Based on data from more than 109,000 people given community sentences in Sweden from 1991 to 2013, of which just over 41% had a psychiatric or substance use disorder, the study showed:
- In the five years after their sentence 2,497 individuals died, of which 1,853 (63%) had a substance use or other psychiatric disorder.
- This group was three times more likely to die of an external cause (for example road accidents, homicide, accidental overdose or suicide) than those given a community sentence who did not have psychiatric or substance use disorders.
- They were also more than two times as likely to die of any cause (which could include illnesses such as cancer or heart disease).
- The leading cause of death among the whole group was suicide at 20 per cent, with most suicides occurring in people in their late 20s. Rates of suicide among those given community orders were 11 times higher for women and four times higher for men compared to suicide rates in general population in Sweden.
Lead author Dr Denis Yukhnenko, from Oxford University’s Department of Psychiatry, said:
Most of these deaths were from external causes and are potentially preventable. Suicide was the leading cause of death in our cohort, disproportionately affecting younger individuals and those with psychiatric disorders.
“These findings underscore the importance of using community supervision as an opportunity to offer evidence-based treatment targeting substance misuse and other psychiatric disorders in sentenced individuals.
“Sweden has a freely accessible healthcare system, but in countries where there are more barriers to receiving quality medical care, the association between psychiatric disorders and mortality is likely to be even higher."
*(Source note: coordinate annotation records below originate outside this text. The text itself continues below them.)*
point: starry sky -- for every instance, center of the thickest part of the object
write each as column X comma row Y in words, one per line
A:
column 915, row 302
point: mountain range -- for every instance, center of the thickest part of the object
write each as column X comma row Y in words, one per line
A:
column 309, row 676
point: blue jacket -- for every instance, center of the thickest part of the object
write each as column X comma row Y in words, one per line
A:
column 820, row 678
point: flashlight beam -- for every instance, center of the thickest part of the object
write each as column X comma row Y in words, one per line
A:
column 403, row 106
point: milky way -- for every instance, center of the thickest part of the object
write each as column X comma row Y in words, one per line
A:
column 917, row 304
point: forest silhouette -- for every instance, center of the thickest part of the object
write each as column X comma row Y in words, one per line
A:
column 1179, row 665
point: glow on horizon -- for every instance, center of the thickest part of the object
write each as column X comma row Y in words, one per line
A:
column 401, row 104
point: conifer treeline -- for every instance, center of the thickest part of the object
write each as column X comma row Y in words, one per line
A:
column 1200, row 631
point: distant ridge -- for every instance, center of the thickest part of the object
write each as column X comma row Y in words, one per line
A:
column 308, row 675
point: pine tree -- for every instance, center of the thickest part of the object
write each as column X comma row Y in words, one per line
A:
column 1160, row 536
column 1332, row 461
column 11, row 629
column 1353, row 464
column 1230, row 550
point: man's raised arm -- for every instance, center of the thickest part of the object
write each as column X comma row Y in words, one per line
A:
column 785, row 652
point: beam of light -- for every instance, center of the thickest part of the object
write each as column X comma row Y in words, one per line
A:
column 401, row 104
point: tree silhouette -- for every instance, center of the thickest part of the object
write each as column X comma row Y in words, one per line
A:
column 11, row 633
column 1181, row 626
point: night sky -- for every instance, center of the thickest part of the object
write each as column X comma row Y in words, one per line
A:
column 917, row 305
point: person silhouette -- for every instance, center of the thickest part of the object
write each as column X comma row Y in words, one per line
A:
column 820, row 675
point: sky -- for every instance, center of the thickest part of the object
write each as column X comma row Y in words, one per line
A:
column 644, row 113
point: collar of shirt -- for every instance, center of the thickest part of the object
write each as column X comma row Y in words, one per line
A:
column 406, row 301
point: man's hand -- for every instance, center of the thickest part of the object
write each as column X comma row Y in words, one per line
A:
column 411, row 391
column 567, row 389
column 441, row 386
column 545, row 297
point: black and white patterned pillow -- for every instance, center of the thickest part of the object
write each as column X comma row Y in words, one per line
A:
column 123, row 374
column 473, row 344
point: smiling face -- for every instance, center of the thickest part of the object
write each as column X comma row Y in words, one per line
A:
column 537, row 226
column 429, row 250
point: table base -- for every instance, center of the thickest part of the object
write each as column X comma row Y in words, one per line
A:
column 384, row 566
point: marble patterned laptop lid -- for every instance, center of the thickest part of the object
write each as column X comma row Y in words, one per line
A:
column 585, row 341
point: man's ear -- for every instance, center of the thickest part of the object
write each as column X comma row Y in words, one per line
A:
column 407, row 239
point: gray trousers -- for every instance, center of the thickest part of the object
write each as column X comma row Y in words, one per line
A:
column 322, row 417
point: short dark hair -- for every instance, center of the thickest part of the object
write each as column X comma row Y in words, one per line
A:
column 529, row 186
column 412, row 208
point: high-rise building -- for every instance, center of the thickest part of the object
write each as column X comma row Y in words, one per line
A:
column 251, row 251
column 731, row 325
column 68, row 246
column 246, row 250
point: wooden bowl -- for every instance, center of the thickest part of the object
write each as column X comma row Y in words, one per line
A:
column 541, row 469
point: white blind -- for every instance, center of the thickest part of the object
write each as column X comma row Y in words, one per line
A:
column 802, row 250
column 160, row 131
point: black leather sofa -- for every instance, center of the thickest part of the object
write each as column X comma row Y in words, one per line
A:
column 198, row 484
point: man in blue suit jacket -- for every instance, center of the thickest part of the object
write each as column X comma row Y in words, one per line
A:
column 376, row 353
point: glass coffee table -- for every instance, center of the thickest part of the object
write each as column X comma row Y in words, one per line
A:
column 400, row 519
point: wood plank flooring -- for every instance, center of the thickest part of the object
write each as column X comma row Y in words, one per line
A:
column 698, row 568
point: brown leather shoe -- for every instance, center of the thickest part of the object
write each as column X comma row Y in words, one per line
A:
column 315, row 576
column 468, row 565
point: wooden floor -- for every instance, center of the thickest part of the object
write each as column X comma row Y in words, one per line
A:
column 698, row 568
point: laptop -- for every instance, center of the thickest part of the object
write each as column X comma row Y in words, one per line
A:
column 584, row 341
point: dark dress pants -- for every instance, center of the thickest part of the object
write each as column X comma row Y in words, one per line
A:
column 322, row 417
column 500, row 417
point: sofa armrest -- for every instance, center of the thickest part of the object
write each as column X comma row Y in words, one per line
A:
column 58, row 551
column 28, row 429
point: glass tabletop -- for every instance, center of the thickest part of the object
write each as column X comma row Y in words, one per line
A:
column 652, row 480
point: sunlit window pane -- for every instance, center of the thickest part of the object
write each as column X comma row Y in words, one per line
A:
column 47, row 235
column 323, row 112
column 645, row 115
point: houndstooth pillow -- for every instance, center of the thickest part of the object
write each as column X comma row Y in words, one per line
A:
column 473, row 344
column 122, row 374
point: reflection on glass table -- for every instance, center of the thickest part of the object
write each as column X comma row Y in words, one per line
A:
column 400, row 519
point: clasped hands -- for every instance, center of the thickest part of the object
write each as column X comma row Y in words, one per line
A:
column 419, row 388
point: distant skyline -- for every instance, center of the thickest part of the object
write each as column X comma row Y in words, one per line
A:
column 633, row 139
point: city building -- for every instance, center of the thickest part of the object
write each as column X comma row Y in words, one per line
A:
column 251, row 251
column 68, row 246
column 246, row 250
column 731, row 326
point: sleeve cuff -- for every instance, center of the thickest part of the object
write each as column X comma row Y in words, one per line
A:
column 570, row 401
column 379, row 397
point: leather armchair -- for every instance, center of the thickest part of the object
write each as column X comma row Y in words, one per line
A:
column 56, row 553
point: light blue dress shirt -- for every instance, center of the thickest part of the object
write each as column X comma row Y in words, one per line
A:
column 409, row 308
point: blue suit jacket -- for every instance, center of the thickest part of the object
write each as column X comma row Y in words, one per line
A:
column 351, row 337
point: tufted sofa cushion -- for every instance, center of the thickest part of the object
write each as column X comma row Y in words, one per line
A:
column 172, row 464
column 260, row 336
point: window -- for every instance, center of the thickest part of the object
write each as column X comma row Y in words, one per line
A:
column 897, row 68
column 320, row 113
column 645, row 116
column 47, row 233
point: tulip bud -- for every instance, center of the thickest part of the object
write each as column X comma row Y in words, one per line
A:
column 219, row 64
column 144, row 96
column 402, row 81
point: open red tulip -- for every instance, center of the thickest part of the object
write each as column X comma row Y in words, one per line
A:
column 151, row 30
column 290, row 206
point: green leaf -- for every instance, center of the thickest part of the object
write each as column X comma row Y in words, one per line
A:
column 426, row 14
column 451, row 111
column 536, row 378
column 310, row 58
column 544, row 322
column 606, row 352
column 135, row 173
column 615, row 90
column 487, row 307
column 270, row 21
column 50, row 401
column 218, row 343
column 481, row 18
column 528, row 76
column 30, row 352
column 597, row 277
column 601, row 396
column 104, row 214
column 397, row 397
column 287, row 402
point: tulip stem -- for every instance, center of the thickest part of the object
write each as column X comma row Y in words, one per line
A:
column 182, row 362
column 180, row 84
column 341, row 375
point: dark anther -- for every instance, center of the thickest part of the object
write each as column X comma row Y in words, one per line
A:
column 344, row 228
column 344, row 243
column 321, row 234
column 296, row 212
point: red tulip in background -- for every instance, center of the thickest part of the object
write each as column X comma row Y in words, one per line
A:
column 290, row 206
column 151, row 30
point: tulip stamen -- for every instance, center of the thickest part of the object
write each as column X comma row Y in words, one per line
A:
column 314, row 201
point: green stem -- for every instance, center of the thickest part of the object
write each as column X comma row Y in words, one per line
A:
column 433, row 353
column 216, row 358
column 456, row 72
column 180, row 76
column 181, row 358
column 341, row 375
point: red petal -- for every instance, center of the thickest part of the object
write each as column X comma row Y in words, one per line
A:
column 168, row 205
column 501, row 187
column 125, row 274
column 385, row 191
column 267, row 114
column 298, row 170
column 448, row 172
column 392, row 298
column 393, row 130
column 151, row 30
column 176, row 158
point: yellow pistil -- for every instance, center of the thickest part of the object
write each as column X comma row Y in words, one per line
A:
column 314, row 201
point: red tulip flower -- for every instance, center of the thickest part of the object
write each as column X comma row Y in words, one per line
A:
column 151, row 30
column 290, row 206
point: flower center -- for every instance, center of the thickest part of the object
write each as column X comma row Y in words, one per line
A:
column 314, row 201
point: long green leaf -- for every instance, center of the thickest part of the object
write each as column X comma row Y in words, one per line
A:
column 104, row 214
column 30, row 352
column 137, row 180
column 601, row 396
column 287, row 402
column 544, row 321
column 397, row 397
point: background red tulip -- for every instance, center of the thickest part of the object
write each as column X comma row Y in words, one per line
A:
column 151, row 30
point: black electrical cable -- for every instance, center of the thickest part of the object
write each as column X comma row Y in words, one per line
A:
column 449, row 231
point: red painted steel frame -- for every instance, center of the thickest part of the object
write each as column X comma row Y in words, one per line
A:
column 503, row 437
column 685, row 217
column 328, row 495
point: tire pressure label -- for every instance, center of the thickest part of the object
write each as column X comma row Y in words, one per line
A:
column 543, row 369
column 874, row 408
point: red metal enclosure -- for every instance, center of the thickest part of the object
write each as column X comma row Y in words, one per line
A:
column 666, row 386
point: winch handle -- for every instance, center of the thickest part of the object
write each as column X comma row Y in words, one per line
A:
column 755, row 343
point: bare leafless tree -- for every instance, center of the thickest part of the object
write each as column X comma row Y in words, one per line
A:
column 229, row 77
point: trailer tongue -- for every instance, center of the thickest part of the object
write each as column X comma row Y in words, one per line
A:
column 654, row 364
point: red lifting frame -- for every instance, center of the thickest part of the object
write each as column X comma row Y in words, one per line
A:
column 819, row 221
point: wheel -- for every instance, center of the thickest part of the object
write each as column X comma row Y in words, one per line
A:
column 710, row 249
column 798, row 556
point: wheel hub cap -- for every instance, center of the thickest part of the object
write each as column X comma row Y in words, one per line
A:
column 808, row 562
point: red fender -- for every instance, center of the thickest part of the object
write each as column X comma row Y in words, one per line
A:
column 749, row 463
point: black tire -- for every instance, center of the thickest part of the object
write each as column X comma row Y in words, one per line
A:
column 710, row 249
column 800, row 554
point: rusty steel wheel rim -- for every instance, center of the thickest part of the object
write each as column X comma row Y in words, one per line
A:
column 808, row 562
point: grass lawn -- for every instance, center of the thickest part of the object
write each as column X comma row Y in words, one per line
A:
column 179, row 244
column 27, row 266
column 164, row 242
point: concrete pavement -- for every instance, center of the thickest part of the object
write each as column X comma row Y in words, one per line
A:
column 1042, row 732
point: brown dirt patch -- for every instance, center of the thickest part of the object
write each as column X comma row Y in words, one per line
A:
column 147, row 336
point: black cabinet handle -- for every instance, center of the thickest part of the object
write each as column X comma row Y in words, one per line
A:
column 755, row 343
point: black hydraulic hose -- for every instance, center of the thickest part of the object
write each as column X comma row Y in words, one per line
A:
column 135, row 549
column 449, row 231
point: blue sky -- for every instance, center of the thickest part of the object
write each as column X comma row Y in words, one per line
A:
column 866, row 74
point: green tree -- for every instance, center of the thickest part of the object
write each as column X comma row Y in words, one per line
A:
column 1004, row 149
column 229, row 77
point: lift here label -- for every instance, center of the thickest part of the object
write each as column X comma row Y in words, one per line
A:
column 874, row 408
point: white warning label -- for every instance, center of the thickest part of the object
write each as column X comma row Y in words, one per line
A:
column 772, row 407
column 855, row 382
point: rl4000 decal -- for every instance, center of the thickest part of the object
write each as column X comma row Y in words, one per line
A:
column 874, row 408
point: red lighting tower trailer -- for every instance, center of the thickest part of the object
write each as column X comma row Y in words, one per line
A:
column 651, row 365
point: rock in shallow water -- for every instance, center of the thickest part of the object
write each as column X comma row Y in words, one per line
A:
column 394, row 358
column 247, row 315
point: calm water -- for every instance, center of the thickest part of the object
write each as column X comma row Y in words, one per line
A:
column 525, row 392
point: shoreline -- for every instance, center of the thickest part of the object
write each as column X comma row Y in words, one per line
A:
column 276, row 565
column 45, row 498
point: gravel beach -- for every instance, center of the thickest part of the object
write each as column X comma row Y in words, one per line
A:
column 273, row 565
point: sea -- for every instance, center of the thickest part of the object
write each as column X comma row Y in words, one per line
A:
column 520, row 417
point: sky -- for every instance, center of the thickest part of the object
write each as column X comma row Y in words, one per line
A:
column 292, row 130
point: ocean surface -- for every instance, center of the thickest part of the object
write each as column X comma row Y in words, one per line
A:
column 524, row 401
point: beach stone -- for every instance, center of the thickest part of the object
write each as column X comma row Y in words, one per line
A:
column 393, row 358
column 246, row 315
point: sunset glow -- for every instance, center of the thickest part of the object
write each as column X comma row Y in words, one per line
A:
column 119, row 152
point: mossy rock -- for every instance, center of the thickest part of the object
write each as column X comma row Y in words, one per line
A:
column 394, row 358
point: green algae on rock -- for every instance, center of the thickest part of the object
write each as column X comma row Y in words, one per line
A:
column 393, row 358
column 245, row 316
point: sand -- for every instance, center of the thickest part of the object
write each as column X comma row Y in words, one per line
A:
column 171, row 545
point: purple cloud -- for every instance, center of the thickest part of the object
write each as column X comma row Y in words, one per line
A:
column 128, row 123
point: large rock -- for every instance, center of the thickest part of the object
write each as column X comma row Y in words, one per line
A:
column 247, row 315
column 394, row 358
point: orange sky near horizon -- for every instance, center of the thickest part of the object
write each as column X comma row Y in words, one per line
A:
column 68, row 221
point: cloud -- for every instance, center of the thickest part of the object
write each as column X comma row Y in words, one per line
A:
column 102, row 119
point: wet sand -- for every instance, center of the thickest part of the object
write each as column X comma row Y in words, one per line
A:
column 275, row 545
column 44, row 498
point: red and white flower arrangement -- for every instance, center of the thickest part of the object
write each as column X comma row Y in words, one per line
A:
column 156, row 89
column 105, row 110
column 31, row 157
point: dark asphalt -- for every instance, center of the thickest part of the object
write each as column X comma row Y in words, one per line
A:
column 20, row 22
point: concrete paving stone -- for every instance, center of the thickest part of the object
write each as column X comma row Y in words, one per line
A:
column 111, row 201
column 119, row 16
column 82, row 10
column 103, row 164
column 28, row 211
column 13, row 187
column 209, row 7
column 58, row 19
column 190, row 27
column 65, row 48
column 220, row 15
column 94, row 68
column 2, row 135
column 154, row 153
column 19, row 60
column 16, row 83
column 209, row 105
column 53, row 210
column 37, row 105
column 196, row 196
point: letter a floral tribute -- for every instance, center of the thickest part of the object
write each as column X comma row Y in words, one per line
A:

Co-author Seena Fazel, Professor of Forensic Psychiatry at Oxford, said: “Consistently high rates of premature mortality have been reported in individuals who receive community sentences, but few studies have explored risk factors for these rates.
“Our study found that substance use and other psychiatric disorders were significantly associated with increased mortality in individuals, in particular from external causes.
“We advocate for more focus on assessing the mental and physical health effects of community sentencing.”
The paper follows another study by the authors suggesting psychiatric disorders are also an important modifiable risk factor for re-offending in those receiving community sentences.